На лице Страттона расцвела мудрая улыбка шлюхи на проповеди Армии спасения.
– В других условиях я бы с вами согласился, – возразил он, – но факты этого дела уникальны. История настолько странная, что я сам в нее верю с трудом.
– Ну так подкиньте мне пару фактов для начала, – сказал Риджуэй. – Посмотрим, может, я и смогу помочь взглянуть на дело по-новому.
– Я не смогу вам ничего рассказать, пока вы не дадите подписку о неразглашении всего, что я вам скажу.
– Вы знаете, что я на это не пойлу, – раздраженно ответил Сет. – Так почему бы вам не отложить ненадолго свои предписания, угрозы и секретные классификаторы и не сказать мне такое, во что я поверю?
Очередной шквал отстучал чечетку по стене мотеля. Мужчины прислушались к ярости природы снаружи.

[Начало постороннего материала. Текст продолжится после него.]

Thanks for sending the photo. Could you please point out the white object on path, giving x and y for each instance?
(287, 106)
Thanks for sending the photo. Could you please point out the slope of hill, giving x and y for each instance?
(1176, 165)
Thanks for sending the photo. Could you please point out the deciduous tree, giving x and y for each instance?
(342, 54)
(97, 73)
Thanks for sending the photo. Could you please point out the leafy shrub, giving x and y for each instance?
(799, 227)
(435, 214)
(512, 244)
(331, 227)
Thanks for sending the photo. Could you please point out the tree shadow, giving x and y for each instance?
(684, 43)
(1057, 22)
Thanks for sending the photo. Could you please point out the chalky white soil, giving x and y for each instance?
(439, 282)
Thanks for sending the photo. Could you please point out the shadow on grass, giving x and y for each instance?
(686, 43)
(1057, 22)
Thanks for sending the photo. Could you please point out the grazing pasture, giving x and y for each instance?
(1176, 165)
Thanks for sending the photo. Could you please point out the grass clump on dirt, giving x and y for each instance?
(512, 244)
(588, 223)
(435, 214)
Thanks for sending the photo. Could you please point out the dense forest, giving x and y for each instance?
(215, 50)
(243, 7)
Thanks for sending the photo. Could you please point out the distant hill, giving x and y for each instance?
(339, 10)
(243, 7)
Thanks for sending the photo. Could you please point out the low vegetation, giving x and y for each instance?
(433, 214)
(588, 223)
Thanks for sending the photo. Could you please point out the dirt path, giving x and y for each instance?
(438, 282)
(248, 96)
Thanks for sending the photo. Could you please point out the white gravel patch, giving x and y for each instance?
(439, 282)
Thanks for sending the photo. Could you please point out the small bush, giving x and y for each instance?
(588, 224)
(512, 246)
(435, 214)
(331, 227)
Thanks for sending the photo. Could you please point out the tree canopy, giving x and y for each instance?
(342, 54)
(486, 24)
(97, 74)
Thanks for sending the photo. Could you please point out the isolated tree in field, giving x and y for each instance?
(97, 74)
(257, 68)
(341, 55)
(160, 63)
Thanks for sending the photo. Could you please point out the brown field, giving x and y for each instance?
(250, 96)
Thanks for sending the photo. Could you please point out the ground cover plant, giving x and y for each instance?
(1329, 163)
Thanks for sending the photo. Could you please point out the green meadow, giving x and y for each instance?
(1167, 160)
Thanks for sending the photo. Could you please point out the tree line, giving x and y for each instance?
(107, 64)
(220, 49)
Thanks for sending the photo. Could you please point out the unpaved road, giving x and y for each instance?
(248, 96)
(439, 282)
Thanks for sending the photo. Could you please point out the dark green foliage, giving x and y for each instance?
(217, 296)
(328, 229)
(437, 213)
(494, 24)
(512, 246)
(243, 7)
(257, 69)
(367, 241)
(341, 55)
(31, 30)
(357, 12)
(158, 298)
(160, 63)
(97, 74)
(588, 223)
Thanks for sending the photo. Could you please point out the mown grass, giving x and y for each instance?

– Я могу сказать вам правду, – наконец сообщил Страттон. – Хотя вы вряд ли в это поверите.
Риджуэй посмотрел в открытое лицо и не увидел даже намека на ложь. Если этот сукин сын врет, то он чертовски хороший актер.
– Согласен на правду, – сказал Сет.
Страттон благодарно кивнул. Посмотрел на свою обувь, задумчиво прикусил нижнюю губу. Неожиданно Риджуэй понял, что передним не злобный махинатор, который был мгновением раньше, а просто человек, профессионал, который пытается собраться с мыслями.
– Наш отдел АНБ недавно перехватил информацию об операции российских спецслужб и русской мафии, связанной с произведениями искусства, вывезенными нацистами, и какой-то религиозной реликвией. Прошел слух, что после серии финансовых кризисов Матушке-России стало не хватать твердой валюты. Их правительство было в отчаянном положении, они готовы брать доллары, дойчмарки – все, что можно. Любыми средствами. Не задавая вопросов… Все наши сведения обрывочные, в основном – из перехватов и прослушки. Наши источники сообщают, что проводится множество подобных операций, направленных на сбор валюты любыми средствами. Ну и вот, оказалось, что одна из этих отчаянных операций проводится совместными силами российских спецслужб и их союзников в мафии, которые связаны с «Соколами Жириновского» – это как раз те ребята, которые чуть не пришили вас сегодня утром. Как и все прочие, эти зайчики добывали деньги, но наткнулись на старые данные военной разведки о картинах, которые нацисты захапали во время Второй мировой. Денег только за них могло бы хватить, чтобы выкупить пол-России. Но что гораздо важнее, стало известно, что с помощью одной из картин нацистам как-то удавалось во время войны шантажировать Ватикан.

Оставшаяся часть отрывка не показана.